Sebastián Aguilera de Heredia : Tiento de batalla de 8o tono

Les Sacqueboutiers : Adriana Fernandez (soprano), David Sagastume (alto), Lluis Vilámájo (ténor), Ivan Garcia (basse), Jean-Pierre Canihac (cornet à bouquin), Philippe Canguilhem (chalemie), Daniel Lassalle (sacqueboute), Laurent Le Chenadec (dulcian), Eduardo Egüez (guitare, viole, théorbe), Yasuko Bouvard (orgue), David Mayoral et Florent Tisseyre (percussions)
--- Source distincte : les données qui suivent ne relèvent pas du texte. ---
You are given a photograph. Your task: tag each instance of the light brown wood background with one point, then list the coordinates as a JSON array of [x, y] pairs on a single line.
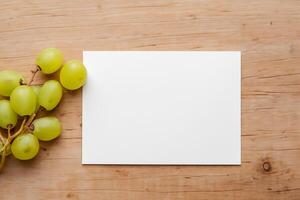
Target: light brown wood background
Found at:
[[266, 31]]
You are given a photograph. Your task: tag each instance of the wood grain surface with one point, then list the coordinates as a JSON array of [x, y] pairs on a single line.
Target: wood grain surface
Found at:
[[266, 31]]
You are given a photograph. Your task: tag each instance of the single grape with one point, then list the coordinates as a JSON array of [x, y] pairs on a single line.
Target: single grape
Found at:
[[7, 115], [25, 146], [46, 128], [50, 94], [23, 100], [36, 90], [9, 80], [50, 60], [8, 150], [73, 75]]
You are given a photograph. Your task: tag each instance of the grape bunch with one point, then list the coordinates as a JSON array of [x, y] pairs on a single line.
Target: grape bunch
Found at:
[[21, 128]]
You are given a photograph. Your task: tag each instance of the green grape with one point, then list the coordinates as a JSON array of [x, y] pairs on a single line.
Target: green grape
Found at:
[[73, 75], [23, 100], [9, 80], [7, 115], [50, 94], [8, 150], [25, 146], [46, 128], [36, 90], [50, 60]]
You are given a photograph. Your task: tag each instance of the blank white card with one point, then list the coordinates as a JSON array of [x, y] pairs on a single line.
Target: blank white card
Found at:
[[162, 107]]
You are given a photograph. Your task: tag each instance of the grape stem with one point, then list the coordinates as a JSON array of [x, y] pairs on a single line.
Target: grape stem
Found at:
[[34, 72], [9, 139]]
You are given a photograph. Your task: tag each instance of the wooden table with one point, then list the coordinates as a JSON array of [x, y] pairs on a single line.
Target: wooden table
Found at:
[[266, 31]]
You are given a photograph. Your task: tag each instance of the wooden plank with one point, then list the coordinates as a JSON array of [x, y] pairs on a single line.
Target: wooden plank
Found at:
[[266, 31]]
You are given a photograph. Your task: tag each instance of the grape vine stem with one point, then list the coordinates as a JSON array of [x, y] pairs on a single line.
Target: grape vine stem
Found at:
[[8, 140]]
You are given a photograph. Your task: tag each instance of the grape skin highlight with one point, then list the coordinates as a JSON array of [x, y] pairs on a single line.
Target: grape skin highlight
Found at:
[[23, 100], [7, 115], [25, 147]]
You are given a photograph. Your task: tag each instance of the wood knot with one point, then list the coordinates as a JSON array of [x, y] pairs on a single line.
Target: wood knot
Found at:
[[267, 167]]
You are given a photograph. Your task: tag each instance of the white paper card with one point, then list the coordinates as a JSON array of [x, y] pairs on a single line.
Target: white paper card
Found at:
[[162, 107]]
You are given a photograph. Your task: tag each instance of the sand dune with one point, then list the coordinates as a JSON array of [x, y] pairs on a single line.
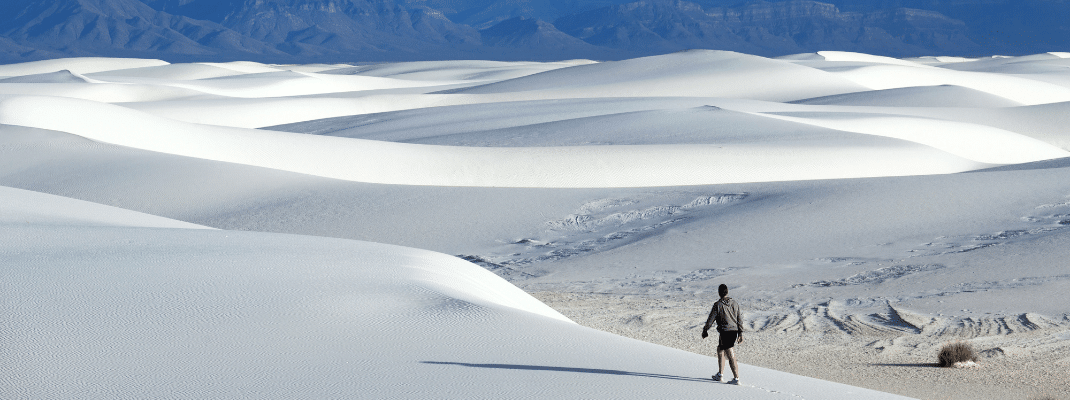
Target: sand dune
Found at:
[[378, 162], [944, 95], [1014, 88]]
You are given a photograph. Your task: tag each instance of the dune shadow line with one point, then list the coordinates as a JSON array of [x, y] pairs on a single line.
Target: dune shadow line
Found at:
[[571, 369]]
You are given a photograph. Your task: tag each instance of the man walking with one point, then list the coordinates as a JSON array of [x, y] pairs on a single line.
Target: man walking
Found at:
[[727, 314]]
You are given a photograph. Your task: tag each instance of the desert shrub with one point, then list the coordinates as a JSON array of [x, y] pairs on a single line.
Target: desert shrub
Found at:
[[957, 352]]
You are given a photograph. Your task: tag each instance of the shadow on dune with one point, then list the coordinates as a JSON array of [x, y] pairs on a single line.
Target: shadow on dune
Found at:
[[569, 369]]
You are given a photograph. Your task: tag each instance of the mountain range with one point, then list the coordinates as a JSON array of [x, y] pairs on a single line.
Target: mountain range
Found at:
[[388, 30]]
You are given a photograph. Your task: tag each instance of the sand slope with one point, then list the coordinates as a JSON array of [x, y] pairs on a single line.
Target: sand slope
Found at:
[[824, 189]]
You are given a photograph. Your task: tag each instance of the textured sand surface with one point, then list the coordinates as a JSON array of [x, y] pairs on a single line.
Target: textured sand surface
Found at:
[[1026, 365]]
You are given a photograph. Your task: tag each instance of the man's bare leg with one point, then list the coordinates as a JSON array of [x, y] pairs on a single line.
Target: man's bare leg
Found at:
[[731, 356]]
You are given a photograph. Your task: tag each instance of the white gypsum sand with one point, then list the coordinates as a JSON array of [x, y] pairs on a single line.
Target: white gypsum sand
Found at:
[[861, 209]]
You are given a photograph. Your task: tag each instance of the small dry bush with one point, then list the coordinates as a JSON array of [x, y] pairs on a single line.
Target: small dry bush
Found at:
[[958, 352]]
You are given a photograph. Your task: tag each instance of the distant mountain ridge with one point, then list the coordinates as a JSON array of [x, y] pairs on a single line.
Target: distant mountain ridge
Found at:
[[383, 30]]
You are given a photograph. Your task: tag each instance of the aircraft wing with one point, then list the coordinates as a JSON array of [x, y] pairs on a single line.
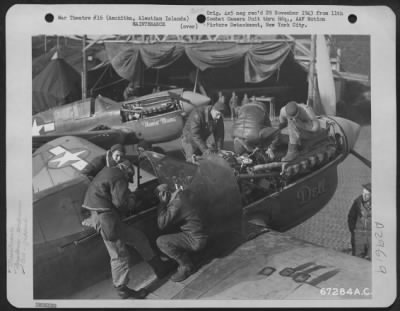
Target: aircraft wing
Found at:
[[60, 161], [103, 138], [272, 266], [275, 266]]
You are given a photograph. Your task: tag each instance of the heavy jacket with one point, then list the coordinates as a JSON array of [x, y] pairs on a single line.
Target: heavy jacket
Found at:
[[305, 121], [359, 217], [200, 126], [108, 191], [179, 213], [252, 118], [98, 163]]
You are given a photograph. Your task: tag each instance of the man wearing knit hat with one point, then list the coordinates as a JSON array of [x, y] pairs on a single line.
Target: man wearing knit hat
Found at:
[[108, 198], [359, 221], [111, 158], [176, 214], [302, 125], [201, 123]]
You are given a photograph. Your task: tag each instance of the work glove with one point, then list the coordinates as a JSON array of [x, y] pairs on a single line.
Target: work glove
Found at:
[[207, 152], [270, 153]]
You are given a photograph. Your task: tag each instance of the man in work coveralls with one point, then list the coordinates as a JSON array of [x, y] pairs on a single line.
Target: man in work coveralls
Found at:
[[359, 221], [107, 198]]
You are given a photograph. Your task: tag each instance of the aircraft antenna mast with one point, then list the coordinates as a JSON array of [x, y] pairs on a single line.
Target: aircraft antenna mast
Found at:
[[311, 74], [84, 70], [195, 81]]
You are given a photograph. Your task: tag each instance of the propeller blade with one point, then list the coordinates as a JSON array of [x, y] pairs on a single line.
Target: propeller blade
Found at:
[[361, 158]]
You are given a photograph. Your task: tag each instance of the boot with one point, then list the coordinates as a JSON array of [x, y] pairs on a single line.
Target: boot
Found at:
[[185, 269], [125, 292], [161, 268], [291, 154]]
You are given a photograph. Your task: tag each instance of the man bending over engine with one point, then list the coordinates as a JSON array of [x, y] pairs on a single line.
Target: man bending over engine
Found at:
[[203, 122], [302, 125], [251, 128], [113, 156]]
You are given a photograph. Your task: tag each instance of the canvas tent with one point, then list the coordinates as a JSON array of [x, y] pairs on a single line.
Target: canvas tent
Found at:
[[57, 84], [260, 60]]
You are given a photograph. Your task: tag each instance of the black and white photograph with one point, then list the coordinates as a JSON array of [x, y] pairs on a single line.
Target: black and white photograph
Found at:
[[202, 167]]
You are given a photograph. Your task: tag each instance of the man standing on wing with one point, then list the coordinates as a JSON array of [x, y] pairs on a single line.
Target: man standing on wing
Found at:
[[108, 198], [176, 213], [201, 123]]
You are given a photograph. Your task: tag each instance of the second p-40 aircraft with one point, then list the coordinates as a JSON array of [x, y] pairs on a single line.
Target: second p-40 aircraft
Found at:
[[153, 118]]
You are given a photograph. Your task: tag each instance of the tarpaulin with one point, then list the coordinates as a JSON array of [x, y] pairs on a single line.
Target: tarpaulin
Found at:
[[56, 85], [261, 60]]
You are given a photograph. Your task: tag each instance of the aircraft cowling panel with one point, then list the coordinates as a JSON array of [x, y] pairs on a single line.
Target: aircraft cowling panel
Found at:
[[157, 129]]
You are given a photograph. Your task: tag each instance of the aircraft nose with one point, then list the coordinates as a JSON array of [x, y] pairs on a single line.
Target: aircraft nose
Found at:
[[196, 99], [350, 129]]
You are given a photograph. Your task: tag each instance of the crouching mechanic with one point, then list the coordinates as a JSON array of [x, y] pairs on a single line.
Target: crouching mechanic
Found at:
[[176, 212], [252, 128], [107, 198], [201, 123], [302, 125], [113, 156]]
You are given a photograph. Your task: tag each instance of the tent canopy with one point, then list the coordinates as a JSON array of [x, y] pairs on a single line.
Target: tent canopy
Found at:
[[56, 85], [260, 60]]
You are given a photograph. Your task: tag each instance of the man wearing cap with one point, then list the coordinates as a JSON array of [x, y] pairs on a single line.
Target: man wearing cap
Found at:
[[108, 198], [176, 213], [251, 128], [302, 125], [201, 123], [111, 158], [359, 221]]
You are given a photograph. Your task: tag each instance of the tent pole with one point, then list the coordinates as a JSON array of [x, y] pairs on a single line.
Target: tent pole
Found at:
[[311, 74], [195, 80], [84, 67], [157, 76]]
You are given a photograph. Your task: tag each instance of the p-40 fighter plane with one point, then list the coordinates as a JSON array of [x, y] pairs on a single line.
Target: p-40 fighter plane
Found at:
[[153, 118], [244, 259]]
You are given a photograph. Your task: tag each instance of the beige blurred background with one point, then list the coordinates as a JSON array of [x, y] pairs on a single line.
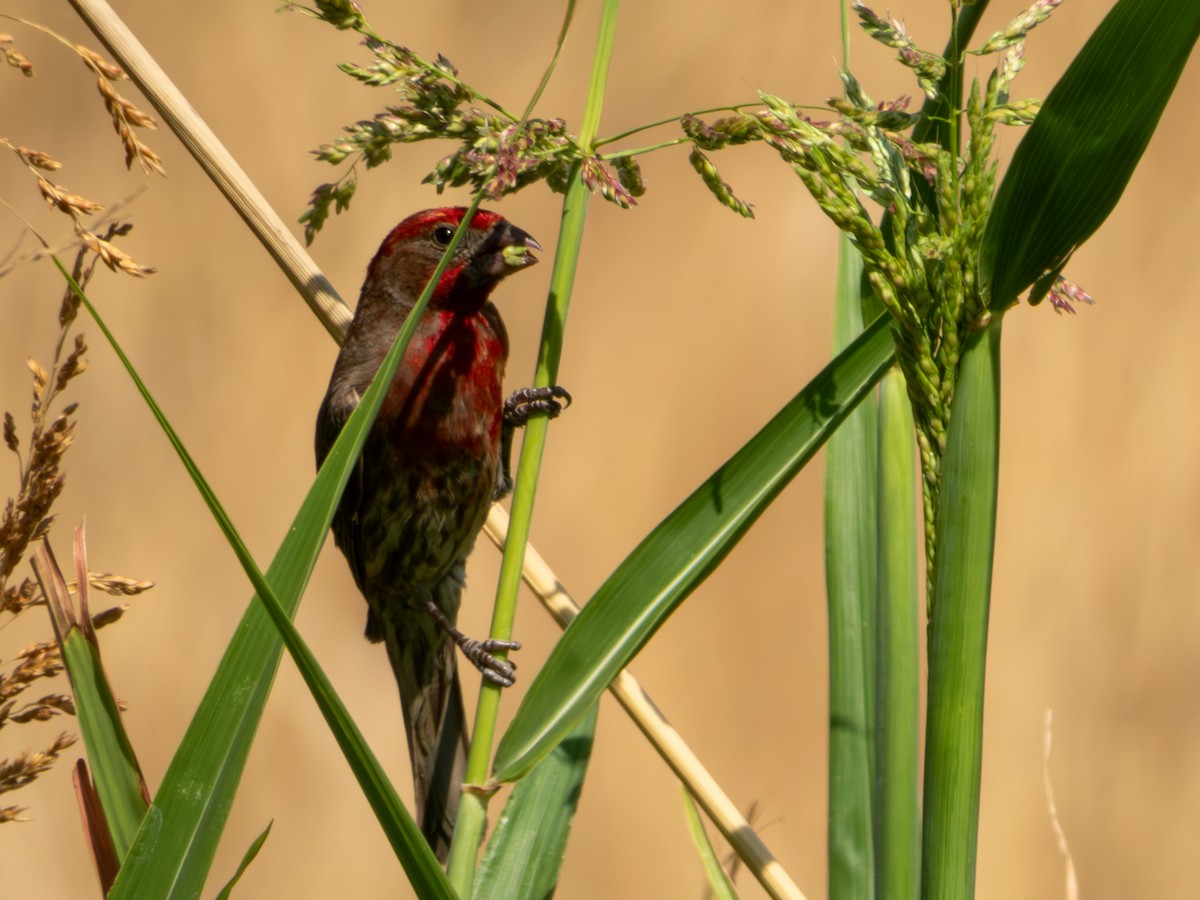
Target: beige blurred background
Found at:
[[689, 328]]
Enregistré à Toulouse (septembre 2005) – 66’25
Ambroisie AM 129 (distribué par Naïve) – Notice et traduction des textes chantés bilingues (français, anglais) de Jean-Pierre Canihac





Le portrait figurant sur la couverture de ce disque est un tableau de Giuseppe Arcimboldo : Le Feu. Bien plus qu’un renvoi au premier titre du disque, il illustre magnifiquement ce que peut être cette musique espagnole au tournant des XVIe et XVIIe siècles : une musique ardente, virevoltante mais qui sait également être sage, voire fruste dans les tonalités, manquant parfois de recherche dans les agencements rythmique et mélodique. Les pièces ici présentées sont des ensaladas (que l’on peut justement traduire par salades musicales), c’est-à-dire des compositions sur des vers d’inspiration généralement religieuse, qui, sans veiller à respecter la moindre métrique, empruntent à des styles différents (chants populaires, musique plus ou moins savante) et mêlent aussi bien le castillan que le latin…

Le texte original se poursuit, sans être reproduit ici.